Estaba entrando el siglo mientras el viejo escuchaba las últimas noticias de su enfermedad. En la radio no paraban de decir que su estado decaería definitivamente y que no podían enterrar a alguien sin nombre. En el asilo todos se preguntaban quién era ese pobre ateo que se arrinconaba siempre en la misma silla al fondo paras escuchar su radio sin baterías ni corriente eléctrica, riéndose de lo que sucedía, de lo que según él era su única forma de contacto con el mundo desde hacía tiempo. Los batas blancas le revisaban el cerebro con medicamentos y entrevistas en las que le preguntaban “¿De dónde vienes?”, y él decía: que un día estaba jugando felizmente en un avión y de pronto ese señor se lo llevó a un edificio abandonado, y lo sentó en un trono en una habitación oscura donde varios muertos hacían reverencia. El anciano explicaba que el esperma de su padre había sido una bala en la cabeza y que su madre era un pensamiento que de repente tuvo.
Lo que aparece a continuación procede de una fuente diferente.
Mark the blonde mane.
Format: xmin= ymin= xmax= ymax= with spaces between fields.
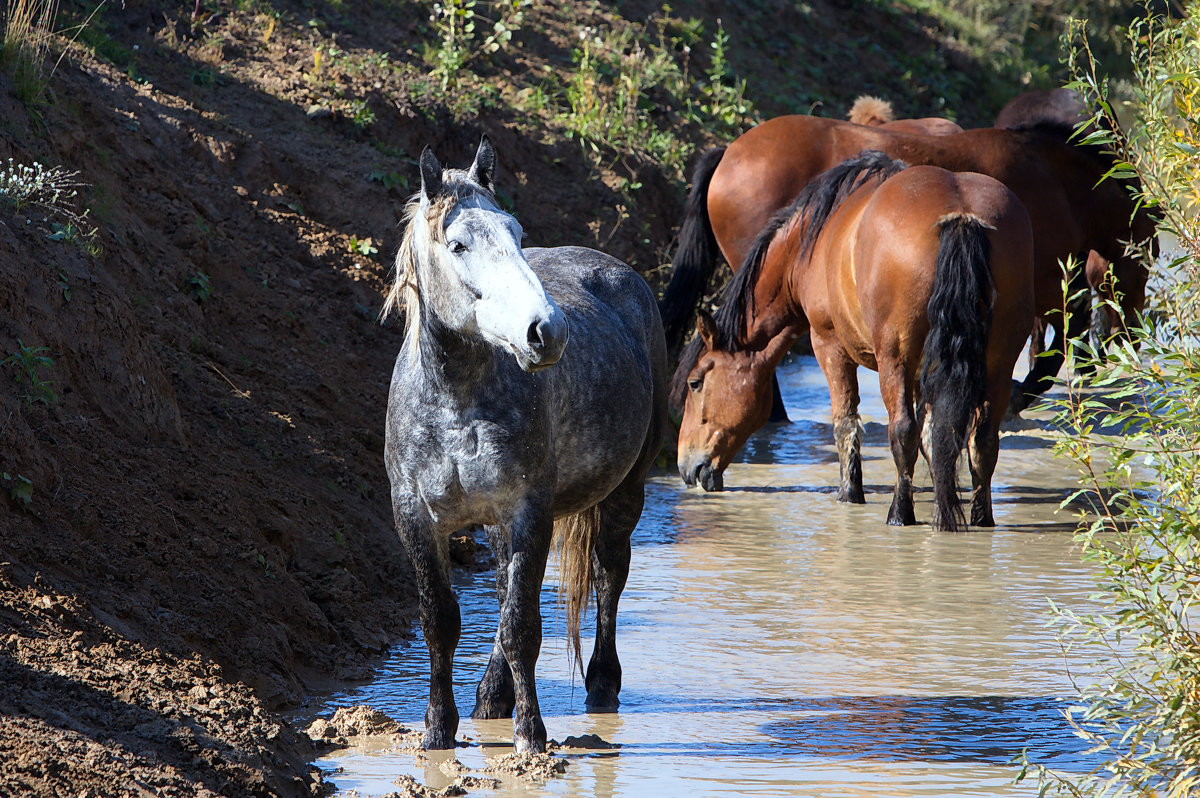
xmin=846 ymin=95 xmax=895 ymax=126
xmin=379 ymin=176 xmax=496 ymax=347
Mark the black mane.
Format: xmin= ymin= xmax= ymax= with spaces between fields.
xmin=713 ymin=150 xmax=908 ymax=352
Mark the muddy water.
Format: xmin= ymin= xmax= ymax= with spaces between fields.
xmin=318 ymin=358 xmax=1092 ymax=798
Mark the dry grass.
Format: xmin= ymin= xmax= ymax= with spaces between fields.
xmin=0 ymin=0 xmax=59 ymax=104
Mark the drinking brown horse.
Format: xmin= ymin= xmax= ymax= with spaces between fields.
xmin=660 ymin=116 xmax=1153 ymax=412
xmin=678 ymin=151 xmax=1033 ymax=530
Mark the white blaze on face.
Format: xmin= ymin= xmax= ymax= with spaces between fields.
xmin=444 ymin=196 xmax=566 ymax=370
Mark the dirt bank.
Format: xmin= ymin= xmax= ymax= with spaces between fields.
xmin=0 ymin=1 xmax=1012 ymax=796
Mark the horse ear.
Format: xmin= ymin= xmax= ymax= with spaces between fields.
xmin=467 ymin=133 xmax=496 ymax=191
xmin=696 ymin=308 xmax=716 ymax=350
xmin=421 ymin=146 xmax=442 ymax=199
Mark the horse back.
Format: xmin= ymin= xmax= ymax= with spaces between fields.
xmin=827 ymin=166 xmax=1033 ymax=373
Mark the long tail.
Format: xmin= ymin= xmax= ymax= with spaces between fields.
xmin=554 ymin=504 xmax=600 ymax=672
xmin=920 ymin=215 xmax=995 ymax=532
xmin=659 ymin=146 xmax=725 ymax=358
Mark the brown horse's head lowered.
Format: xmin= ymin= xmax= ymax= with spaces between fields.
xmin=677 ymin=150 xmax=1033 ymax=530
xmin=678 ymin=311 xmax=796 ymax=491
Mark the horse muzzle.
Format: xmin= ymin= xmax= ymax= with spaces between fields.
xmin=514 ymin=308 xmax=570 ymax=372
xmin=679 ymin=454 xmax=725 ymax=493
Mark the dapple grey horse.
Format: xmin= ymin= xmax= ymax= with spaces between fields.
xmin=384 ymin=137 xmax=666 ymax=751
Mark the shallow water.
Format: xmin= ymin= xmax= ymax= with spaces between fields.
xmin=318 ymin=358 xmax=1093 ymax=798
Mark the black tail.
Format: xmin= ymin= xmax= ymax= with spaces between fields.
xmin=920 ymin=216 xmax=995 ymax=532
xmin=659 ymin=146 xmax=725 ymax=359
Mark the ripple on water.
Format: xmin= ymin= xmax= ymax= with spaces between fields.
xmin=322 ymin=358 xmax=1094 ymax=798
Ese pensamiento es el que los batas blancas quieren descifrar y nunca dan con él por más que pasa el otoño y vuelve la resaca de la medicina en el infinito. Los segundos solamente pueden pasar junto a la vieja y descompuesta radio retorcida por donde pasa la música de su mente, el sonido no es armónico más que por el ruido aleatorio de la muerte en la radio que lo ensordece.
***
“¿Quién eres anciano?”
No recuerdo muy bien, quizás ni siquiera existo. Un buen día salí del sótano oscuro. Allí era yo rey de esos pobres muertos que me pedían que les contara historias y yo lo único que sabía era de aviones. Jamás había volado, pero me los imaginaba y les decía que había maquinas que yo inventaba mezclando lo poco que había visto en los libros y las veces que fui a verlos despegar desde el puente que estaba junto al aeropuerto. Un buen día hubo una invasión de ratas que se comieron a los pobres muertos y me quedé solo otra vez, así que decidí salir. Tenía mucho tiempo que no me parecía haber visto la luz del sol. No, sí la había visto pero ella y yo no nos habíamos presentado formalmente así que caminé sin darme cuenta de lo que quería decir la gente, ni lo que significaban todos sus gestos. Algunos querían que fuera a la escuela, otros que trabajara. Trabajar me recordaba un poco al sótano y la escuela a los muertos, no podía hacer las dos cosas así que hice uno poco de esto y aquello por un buen tiempo hasta el día en que conocí a Rara. A ella le gustaban mis cuentos, porque ya no solamente contaba cosas de aviones, ahora también hablaba de armas y balas, de prostitutas y calles, que era lo que a algunos cuentos les gustaba que les contara.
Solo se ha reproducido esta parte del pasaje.